“To Transfer… or not to Transfer, that is the question” – Shedding Light on The Final Salary Pension Conundrum
Transferring out of a Final Salary scheme is unlikely to be in the best interests of most people.
Back in the 80s, my Mother who is a retired Doctor, naively agreed, without properly understanding and under duress, to have her NHS Final Salary Pension transferred to a non-final salary pension by a Financial Adviser, she was in her 40s at the time. Today this would have been deemed unsuitable at the onset because she was in her 40s, i.e. not of retirement age and she was continuing to actively work in the NHS. She complained and thankfully the Ombudsman reversed transfer and I am happy to say that she is now a comfortable final salary pensioner!

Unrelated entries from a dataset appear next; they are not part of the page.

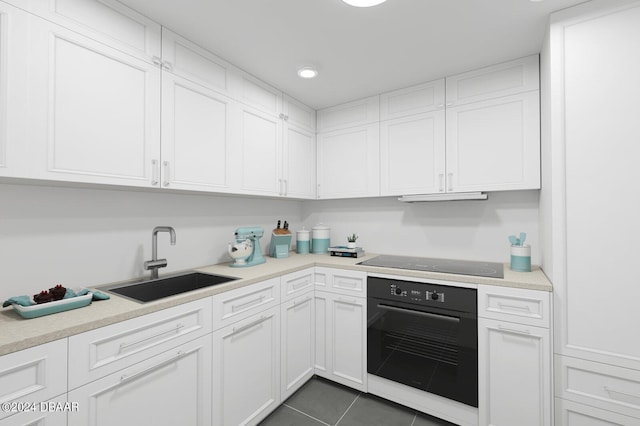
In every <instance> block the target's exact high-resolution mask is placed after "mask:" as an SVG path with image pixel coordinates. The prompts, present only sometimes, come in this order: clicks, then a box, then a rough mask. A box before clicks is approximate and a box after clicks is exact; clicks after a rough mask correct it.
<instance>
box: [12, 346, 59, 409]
mask: <svg viewBox="0 0 640 426" xmlns="http://www.w3.org/2000/svg"><path fill="white" fill-rule="evenodd" d="M66 392H67V339H60V340H56V341H54V342H50V343H46V344H44V345H39V346H35V347H32V348H28V349H24V350H21V351H18V352H13V353H10V354H8V355H3V356H2V357H0V402H2V403H3V404H8V405H9V408H10V409H8V410H5V409H4V408H5V405H3V406H2V408H3V409H2V410H0V419H3V418H5V417H9V416H11V415H12V414H15V413H18V411H23V410H18V407H17V406H16V409H15V410H12V409H11V407H12V405H11V404H12V403H15V404H24V403H39V402H42V401H47V400H48V399H50V398H53V397H55V396H58V395H61V394H64V393H66ZM38 407H39V405H38ZM40 414H42V413H40ZM12 417H13V416H12Z"/></svg>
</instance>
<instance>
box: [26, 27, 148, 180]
mask: <svg viewBox="0 0 640 426" xmlns="http://www.w3.org/2000/svg"><path fill="white" fill-rule="evenodd" d="M29 21H30V33H31V37H30V40H31V44H30V45H29V67H30V68H29V73H28V74H29V83H30V87H29V89H30V93H29V112H30V117H29V119H30V129H29V131H30V133H29V144H30V145H31V147H32V154H31V156H30V159H31V161H32V164H33V170H32V173H31V177H38V178H43V179H51V180H66V181H81V182H88V183H109V184H116V185H130V186H158V179H159V176H158V173H159V161H160V152H159V151H160V90H158V88H159V87H160V69H159V68H158V67H157V66H155V65H153V64H151V63H149V62H146V61H144V60H141V59H139V58H136V57H134V56H131V55H128V54H125V53H123V52H122V51H120V50H117V49H114V48H112V47H109V46H107V45H105V44H103V43H100V42H96V41H94V40H92V39H90V38H88V37H85V36H83V35H80V34H78V33H76V32H74V31H71V30H68V29H66V28H63V27H60V26H58V25H56V24H53V23H51V22H48V21H45V20H41V19H39V18H37V17H35V16H31V17H30V18H29Z"/></svg>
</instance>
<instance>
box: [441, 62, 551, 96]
mask: <svg viewBox="0 0 640 426" xmlns="http://www.w3.org/2000/svg"><path fill="white" fill-rule="evenodd" d="M539 74H540V72H539V58H538V55H531V56H527V57H525V58H521V59H516V60H514V61H509V62H503V63H501V64H496V65H491V66H489V67H485V68H481V69H477V70H473V71H469V72H465V73H462V74H458V75H454V76H451V77H447V81H446V86H447V88H446V93H447V95H446V97H447V107H452V106H459V105H465V104H468V103H473V102H479V101H485V100H488V99H496V98H500V97H503V96H510V95H515V94H517V93H524V92H530V91H535V90H539V89H540V83H539V80H540V77H539Z"/></svg>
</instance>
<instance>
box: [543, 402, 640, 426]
mask: <svg viewBox="0 0 640 426" xmlns="http://www.w3.org/2000/svg"><path fill="white" fill-rule="evenodd" d="M555 421H556V422H555V424H556V426H638V424H640V419H637V418H634V417H628V416H624V415H622V414H619V413H616V412H615V411H608V410H601V409H599V408H594V407H591V406H588V405H584V404H578V403H577V402H572V401H565V400H564V399H562V398H556V404H555Z"/></svg>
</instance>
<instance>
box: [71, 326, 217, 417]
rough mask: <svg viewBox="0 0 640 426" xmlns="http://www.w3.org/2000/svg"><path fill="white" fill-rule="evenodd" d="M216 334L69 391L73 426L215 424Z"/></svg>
mask: <svg viewBox="0 0 640 426" xmlns="http://www.w3.org/2000/svg"><path fill="white" fill-rule="evenodd" d="M211 377H212V375H211V335H210V334H209V335H206V336H203V337H200V338H197V339H195V340H192V341H190V342H188V343H185V344H183V345H180V346H178V347H176V348H173V349H171V350H168V351H166V352H164V353H162V354H160V355H157V356H154V357H152V358H149V359H147V360H145V361H143V362H140V363H137V364H135V365H132V366H131V367H128V368H125V369H123V370H121V371H118V372H116V373H113V374H110V375H109V376H106V377H104V378H102V379H99V380H96V381H94V382H91V383H89V384H87V385H85V386H82V387H80V388H78V389H75V390H72V391H71V392H69V401H74V402H78V404H79V406H80V407H81V410H80V411H79V412H78V413H73V414H70V415H69V419H68V424H69V426H76V425H77V426H88V425H99V424H100V425H134V424H136V425H142V424H149V425H154V426H155V425H166V426H174V425H179V424H182V425H198V426H209V425H211V411H212V410H211V408H212V407H211Z"/></svg>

Back in those days, when Margaret Thatcher was PM, Financial Advisers were in the most salespeople and weren’t regulated the way Advisers are today. It wouldn’t be remiss to say that the industry back then was a bit ‘wild west’ and unfortunately, the industry carries this baggage with it to this day.
Roll forward to 2019, post the 2013 Retail Distribution Review, when minimum standards for advisers were brought in, and the financial advisory industry is a very different place. However, we still hear of scandals and specifically Final Salary Pension scandals. For example, most recently the British Steel debacle, where it was reported that, ‘ambulance chasing’ introducers and people purporting to be advisers were waiting outside British Steel coercing unsuspecting British Steel Employees to transfer their enhanced pensions to iffy schemes and charging ludicrous sums for their services. We all also hear of scandals where people lose their pensions from fraud.
Sadly, there will always be this type of unscrupulous activity in this industry, but I am glad to say it is but a fraction of what it used to be. On the contrary, now the industry is probably overly regulated, but rather that than under-regulated and the bad old days.
Here are some things to consider if you are thinking about transferring your pension:
Do you have other resources for retirement?
This is important because if the advice is indeed to transfer away your final salary pension to a non-final salary pension, you will be exposing your pension to market risk, credit risk, currency risk, etc. IF there is a market correction then you may need to hold off from drawing down on your pension until the market recovers, by way of drawing down on other assets.
Do you need to drawdown on the pension or is it a financial legacy for children?
If you have a large defined benefit (final salary) pension and you have decided that you want to pass this onto loved ones on death, then it could be that a transfer is appropriate. However, if you are planning to drawdown on the pension too then careful management of the pension will be required. You will likely also need to consider estate planning, tax and other financial planning to ensure your wishes are met.
What is your tolerance to ongoing fees?
Transferring a pension away from a final salary wrapper is complex and requires skilled professional advice. This means fees! If you aren’t comfortable with paying fees and having your pension serviced on an ongoing basis, transferring your pension away from that wrapper may not be suitable for you.
Has the value been enhanced and why?
Has your pension CETV been enhanced? We have seen some whopping increases in pension values over the last few years. This is primarily because companies do not want to keep these long-term liabilities in their balance sheets so they will incentivize you to leave the scheme. The people that don’t leave the scheme and stay in a scheme may then be in a good position. This is certainly something to consider.
Are you in good health?
If you transfer your pension in ill health and then subsequently die within two years of the transfer the pension may be subject to IHT irrespective of whether you die pre or post 75 yoa.
Do you have other assets?
If you do not have other material assets in your estate, transferring your pension away from its DB wrapper may not be suitable for you.
Is the pension scheme funded, partially funded or unfunded?
When analysing whether to transfer your pension or not, your adviser will look at whether the scheme is fully funded, partially funded or even unfunded. There is a myth that all final salary pensions are better than non-final salary pensions. Clearly this is not the case, if a scheme is unfunded for example. In this example, how would the scheme then meet its long-term liabilities.
What is your Attitude to Transfer Risk?
For example, how do you feel about not having a set annual income? What will you do if the pension doesn’t last you for life? What is your experience of investing?
What is your Capacity for Loss?
What happens if the markets crash? Do you have enough assets and other resources to weather the storm?
What is your Attitude to Risk?
What kind of an investor are you? If you are risk averse for example, transferring a pension away from its final salary wrapper may not be for you.
Have you considered alternatives?
If you are transferring a pension to pass onto children or loved ones on death, have you considered taking out a whole of life policy instead? Ask your adviser what alternatives there are to transferring away, especially if you are in a good scheme.
If you are thinking about seeking advice regarding your final salary pension choose your adviser carefully… here’s a few things you might want to check with the adviser and on the FCA register:
- Does the adviser have the relevant Final Salary qualifications?
- Is the adviser Chartered? (this means they will need to adhere to strict codes of conduct).
- Is the adviser/firm accessible and local?
- Do the charges for the work seem reasonable?
- Is the adviser a Pension and Investment specialist with appropriate industry experience?
- Have other people had a good experience using the advisers service? Check online reviews and, if necessary, ask to speak to similar clients.